His early chair designs were based on a series of cushions separated by open spaces in order to economize on materials which were difficult to obtain after the Second World War. The first model, the Pyramid Chair from 1953, with foam and cloth elements, was far from successful. But the same basic approach eventually led to his masterpiece, the Corona Chair, first designed in 1961.
His design, for the Corona Chair is said to be so inspired by the elliptical shapes left by shadows in a time-lapse photograph of a solar eclipse.

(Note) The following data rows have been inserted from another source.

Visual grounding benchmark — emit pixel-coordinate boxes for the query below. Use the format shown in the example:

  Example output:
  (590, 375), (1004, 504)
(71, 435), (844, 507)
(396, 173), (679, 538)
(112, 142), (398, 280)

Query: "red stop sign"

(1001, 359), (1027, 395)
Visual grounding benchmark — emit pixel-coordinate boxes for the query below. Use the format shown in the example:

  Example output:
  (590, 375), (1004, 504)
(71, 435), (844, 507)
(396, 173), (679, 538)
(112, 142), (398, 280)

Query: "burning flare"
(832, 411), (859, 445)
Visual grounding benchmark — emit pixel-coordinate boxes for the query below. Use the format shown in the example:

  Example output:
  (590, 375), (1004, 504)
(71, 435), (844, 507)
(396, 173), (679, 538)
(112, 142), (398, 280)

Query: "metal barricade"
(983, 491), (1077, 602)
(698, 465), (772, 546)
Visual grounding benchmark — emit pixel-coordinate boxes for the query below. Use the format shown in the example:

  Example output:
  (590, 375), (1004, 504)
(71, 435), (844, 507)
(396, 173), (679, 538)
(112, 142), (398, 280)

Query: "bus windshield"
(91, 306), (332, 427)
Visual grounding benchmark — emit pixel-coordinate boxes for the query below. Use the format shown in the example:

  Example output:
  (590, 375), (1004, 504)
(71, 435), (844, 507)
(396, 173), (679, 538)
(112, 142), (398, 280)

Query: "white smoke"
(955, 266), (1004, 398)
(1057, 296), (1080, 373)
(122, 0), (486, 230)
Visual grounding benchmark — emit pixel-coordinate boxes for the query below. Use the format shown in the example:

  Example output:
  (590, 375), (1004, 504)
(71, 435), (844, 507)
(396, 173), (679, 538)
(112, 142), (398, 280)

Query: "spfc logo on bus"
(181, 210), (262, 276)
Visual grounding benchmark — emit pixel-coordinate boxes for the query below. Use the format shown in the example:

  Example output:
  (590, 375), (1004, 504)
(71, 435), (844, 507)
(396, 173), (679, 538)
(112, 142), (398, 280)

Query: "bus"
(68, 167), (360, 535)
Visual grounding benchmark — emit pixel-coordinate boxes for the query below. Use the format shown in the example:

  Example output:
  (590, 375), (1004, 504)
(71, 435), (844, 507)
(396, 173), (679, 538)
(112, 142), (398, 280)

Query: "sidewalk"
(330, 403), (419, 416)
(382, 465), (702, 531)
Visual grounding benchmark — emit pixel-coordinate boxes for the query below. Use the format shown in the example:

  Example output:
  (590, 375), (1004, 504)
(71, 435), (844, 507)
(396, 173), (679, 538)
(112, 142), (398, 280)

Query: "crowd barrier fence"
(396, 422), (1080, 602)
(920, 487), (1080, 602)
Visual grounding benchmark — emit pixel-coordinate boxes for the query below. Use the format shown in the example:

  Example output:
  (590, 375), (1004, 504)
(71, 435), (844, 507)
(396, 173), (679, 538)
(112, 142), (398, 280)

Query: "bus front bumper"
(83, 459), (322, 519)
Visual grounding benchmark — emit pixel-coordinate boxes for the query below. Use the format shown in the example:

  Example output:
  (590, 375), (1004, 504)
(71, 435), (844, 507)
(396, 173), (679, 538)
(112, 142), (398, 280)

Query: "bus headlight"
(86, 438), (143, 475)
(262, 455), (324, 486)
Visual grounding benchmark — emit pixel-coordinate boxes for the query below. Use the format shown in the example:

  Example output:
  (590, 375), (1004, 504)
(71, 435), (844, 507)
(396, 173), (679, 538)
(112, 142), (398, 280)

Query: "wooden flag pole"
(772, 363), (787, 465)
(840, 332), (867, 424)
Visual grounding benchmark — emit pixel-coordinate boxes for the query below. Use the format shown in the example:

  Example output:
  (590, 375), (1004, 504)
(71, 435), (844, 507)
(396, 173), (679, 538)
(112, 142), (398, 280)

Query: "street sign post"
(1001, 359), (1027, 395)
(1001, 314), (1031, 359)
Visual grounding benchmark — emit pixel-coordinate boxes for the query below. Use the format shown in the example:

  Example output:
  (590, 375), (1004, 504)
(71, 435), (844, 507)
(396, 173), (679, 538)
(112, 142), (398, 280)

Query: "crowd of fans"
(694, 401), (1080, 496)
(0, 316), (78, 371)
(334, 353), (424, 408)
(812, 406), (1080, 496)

Created to use a minimum of fabric and to utilize new foams available at the time, the rather more cumbersome looking Pyramid did not become a commercial success as the complex wooden ellipses and wood frame had to be constructed by hand. This also made the earliest designs of the Corona Chair far too expensive to have any hope of succeeding in a competitive market.
Volther met up with manufacturer Erik Jorgensen in 1964 to ask him to collaborate and the more famous metal Corona Chair came into being with its elegant brushed steel exoskeleton of two spines rising up to support steel backed oval pads filled with cold-cured polyurethane.
Working to support the body in just the right places, the Corona Chair was a slow burner in Denmark when it was launched with its brushed-steel base.
Jack Nicholson sitting on the chair playing a narcissistic bachelor expounding on every woman he had ever slept with in the film Carnal Knowledge did little to curb requests for the chair in the US, but it proved expensive to export, which put off large orders from buyers.
What could have been the ultimate Bond chair did not get major commercial recognition until the nineties when it was relaunched in 1997 at the Scandinavian Furniture Fair at Bella Centre in Copenhagen. This time it was a resounding success.
Today, with its elliptical, blow-up cushions, it has reached iconic status, becoming Jorgensen’s most successful item, with sales of almost 3,000 a year. Last seen televised in white in Roger Sterling’s office for the hit TV series Mad Men, the Corona was also used as the official chair for the heads of state at the EU summit in Copenhagen in 2002, the year after Volther died.